Land of Extremes: German History in the 20th Century, an Interpretation

Apr 04, 2013

Lecture at the GHI | Speaker: Ulrich Herbert (University of Freiburg)

Ulrich Herbert is professor of 19th and 20th century history at the University of Freiburg. Since 2007 he has been the Director of the Freiburg Institute for Advanced Studies at the University of Freiburg. His research focuses on the history of migration and foreign labor in Germany, particularly during the Third Reich. In 1999 Prof. Herbert received the Leibniz Award of the German Research Association (DFG) in modern and contemporary history. Konrad Jarausch is the Lurcy Professor of European Civilization at the University of North Carolina at Chapel Hill. He has researched and written on a wide array of topics in 20th century German history. He is currently at work on a history of 20th century Europe focused on the theme "taming modernity.

Event Report


In this lecture, Ulrich Herbert provided a grand overview of 20th-century German history that sought to give equal weight to both halves of the 20th century. In the lecture's first section Herbert examined "the dynamics of modernity" in the period 1885-1914, which he analyzed as an era of "accelerated change," during which industrialization, urbanization, the rise of mass movements, the global spread of market relations, and other processes of change posed exceptional challenges to all European societies. Noting that Germany experienced these processes with more rapidity and vehemence than its neighbors, Herbert argued that Germany took over the role of "laboratory of modernity" from Britain, with the result that both fascism and communism developed most strongly in Germany. In the lecture's second section, on "the dynamics of violence," Herbert argued that National Socialism was a self-consciously "modern" political system whose most essential element was violence. The regime's anti-Semitism was at least partly fueled by the fact that much of the population saw Jews as the exponents and beneficiaries of modernity.

 

In the lecture's third part Herbert examined the "conservative stabilization" that took place in western Germany in the postwar period. He began by noting that the question of the appropriate social order for industrial capitalism remained open for most Germans in the early postwar years: the right-wing solution had been discredited, but it was not clear that the democratic-liberal model would succeed; there were many discussions of a "third way" and of socialism. In East Germany the SED was unable to win over the majority of the population. Moreover, socialism was based on industrialism, so that the existence of socialism in a postindustrial economy was unforeseen. In West Germany, he argued, the development of liberal democracy was facilitated by four factors: nearly continuous economic growth until the 1970s; the top-down establishment of a democratic constitutional state; Adenauer's reliance on the United States and the Western powers; and the fact that the Cold War threat to the existence of West Germany made its integration into the West appear as the only alternative. In his analysis of the late 1960s and early 1970s, Herbert stressed the disconnect between democratic political institutions and more authoritarian social practices that characterized West Germany well into the 1960s.

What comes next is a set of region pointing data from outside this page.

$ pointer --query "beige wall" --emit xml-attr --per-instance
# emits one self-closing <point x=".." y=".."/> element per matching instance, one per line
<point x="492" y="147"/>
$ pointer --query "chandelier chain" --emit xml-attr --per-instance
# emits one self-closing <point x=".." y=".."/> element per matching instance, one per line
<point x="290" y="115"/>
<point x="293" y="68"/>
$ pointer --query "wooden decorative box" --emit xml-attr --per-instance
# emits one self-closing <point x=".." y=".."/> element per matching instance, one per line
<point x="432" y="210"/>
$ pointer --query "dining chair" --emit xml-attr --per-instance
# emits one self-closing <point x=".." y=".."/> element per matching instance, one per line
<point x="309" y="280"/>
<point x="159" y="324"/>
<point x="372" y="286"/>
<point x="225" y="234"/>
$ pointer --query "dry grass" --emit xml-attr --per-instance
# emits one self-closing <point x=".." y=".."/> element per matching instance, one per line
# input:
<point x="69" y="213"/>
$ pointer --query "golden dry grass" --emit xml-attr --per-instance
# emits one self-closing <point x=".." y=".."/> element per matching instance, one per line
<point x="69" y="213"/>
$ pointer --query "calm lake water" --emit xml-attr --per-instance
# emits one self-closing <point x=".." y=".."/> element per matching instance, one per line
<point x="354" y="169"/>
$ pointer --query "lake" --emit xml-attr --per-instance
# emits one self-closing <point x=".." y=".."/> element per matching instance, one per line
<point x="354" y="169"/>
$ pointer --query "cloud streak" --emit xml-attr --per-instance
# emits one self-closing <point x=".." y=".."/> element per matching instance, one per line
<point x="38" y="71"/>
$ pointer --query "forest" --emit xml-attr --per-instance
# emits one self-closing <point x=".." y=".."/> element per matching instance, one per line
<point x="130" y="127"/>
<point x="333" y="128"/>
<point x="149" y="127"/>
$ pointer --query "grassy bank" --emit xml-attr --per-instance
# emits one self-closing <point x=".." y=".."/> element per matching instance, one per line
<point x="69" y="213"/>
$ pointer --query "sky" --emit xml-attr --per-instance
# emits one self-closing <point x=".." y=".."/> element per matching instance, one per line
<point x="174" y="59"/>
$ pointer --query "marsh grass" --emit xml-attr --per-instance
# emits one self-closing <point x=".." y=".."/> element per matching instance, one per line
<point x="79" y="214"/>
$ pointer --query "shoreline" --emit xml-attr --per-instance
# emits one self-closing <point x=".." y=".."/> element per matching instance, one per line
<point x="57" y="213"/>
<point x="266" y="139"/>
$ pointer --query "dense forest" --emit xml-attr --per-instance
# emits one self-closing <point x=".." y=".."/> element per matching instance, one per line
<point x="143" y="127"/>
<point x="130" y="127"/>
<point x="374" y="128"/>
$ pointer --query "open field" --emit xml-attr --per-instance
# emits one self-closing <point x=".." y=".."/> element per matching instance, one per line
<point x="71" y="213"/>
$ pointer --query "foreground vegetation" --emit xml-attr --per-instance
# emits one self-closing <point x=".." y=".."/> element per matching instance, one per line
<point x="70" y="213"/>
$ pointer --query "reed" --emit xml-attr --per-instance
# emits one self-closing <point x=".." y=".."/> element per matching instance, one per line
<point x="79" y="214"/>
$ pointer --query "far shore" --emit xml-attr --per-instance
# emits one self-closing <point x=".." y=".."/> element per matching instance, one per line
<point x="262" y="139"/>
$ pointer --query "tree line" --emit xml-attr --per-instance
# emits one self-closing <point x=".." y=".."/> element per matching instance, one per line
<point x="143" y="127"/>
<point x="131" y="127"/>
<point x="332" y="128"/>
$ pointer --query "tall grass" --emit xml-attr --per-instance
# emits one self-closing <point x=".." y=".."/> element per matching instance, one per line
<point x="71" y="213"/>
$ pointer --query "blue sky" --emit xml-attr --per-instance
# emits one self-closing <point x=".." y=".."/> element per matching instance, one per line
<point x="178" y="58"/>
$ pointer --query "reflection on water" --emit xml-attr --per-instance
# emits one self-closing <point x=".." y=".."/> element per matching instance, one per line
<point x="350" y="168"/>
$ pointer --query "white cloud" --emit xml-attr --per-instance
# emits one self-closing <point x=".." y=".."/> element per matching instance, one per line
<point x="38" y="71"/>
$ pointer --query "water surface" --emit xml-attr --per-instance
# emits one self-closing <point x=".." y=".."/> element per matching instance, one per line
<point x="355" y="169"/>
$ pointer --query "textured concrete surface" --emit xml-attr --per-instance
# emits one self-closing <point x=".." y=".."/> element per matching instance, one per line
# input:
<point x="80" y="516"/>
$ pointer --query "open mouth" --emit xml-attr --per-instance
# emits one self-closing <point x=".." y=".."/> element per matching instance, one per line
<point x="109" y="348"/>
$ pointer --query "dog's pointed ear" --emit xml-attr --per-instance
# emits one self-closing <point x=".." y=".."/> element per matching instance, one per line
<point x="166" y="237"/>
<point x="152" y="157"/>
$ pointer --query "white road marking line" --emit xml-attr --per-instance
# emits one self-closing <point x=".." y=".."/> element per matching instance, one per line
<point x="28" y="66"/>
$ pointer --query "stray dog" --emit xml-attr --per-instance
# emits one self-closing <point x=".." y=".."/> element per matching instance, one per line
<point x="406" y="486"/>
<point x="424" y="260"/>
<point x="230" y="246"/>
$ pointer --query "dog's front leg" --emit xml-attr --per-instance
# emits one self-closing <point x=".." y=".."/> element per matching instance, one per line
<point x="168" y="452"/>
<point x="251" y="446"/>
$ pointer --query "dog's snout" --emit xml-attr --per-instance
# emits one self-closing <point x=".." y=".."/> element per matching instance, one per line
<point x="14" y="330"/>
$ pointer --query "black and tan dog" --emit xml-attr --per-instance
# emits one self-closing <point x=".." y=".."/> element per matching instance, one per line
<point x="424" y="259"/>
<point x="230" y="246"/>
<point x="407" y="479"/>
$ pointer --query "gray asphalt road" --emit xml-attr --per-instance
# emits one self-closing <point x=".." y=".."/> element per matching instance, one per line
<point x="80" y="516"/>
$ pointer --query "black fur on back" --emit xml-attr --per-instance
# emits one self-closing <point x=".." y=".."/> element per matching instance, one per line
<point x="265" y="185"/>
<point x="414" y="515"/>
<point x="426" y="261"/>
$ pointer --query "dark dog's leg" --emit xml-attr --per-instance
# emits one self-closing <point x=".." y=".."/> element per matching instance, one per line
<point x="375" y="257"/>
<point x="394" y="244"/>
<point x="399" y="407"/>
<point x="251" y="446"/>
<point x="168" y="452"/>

The German student movement's attempt to link authoritarian structures to National Socialism in order to delegitimize them was in many ways successful (and distinguished Germany's experience of the student revolutions of 1968 from that of its neighbors). By 1976, the Social Democratic Party was able to speak of Germany as a "model" democracy. After some reflections on the decline of the traditional industrial economy in the wake of the economic crisis of 1973/74, Herbert concluded his lecture with the observation that it is in some ways easier to explain the rise of Nazism then the success of democracy in postwar Germany. West Germany's return into the mainstream of European development was a gradual process that was facilitated by the experience of total defeat, economic success, fear of Bolshevism, political stability, and the social welfare state.

In his comment, Konrad Jarausch agreed that it is important to combine an historical analysis of the first and second halves of the 20th century. He also noted that he was in full agreement with Herbert's stress on the modernity of National Socialism as well as the central role of violence in the Nazi regime. Turning to his critical points, he argued that Herbert overestimated the supposed crisis of the middle classes around 1900 (Jarausch held that liberal confidence was only broken by the First World War); that the Weimar Republic should be treated as a separate point of reference without any teleology toward 1933; that we need a clearer term to define Nazi modernity (whether it be organic modernity or reactionary modernism); and that more attention must be paid to the history of the German Democratic Republic, examining its "soft stabilizers" rather than simply the support of the Soviet Union. Returning to the title of the lecture ("Land of Extremes"), Jarausch concluded by asking the question whether Germany was in fact more "extreme" than other countries. In the second half of the 20th century, he argued, Germany did find the path to the middle way, and he urged listeners to think of German history as the combination of multiple, intersecting stories rather than a single unified story.

After a brief response to Jarausch's comment from Ulrich Herbert, there was a lively question-and-answer session with the audience, which reflected the great interest in a whole range of questions concerning 20th-century German history.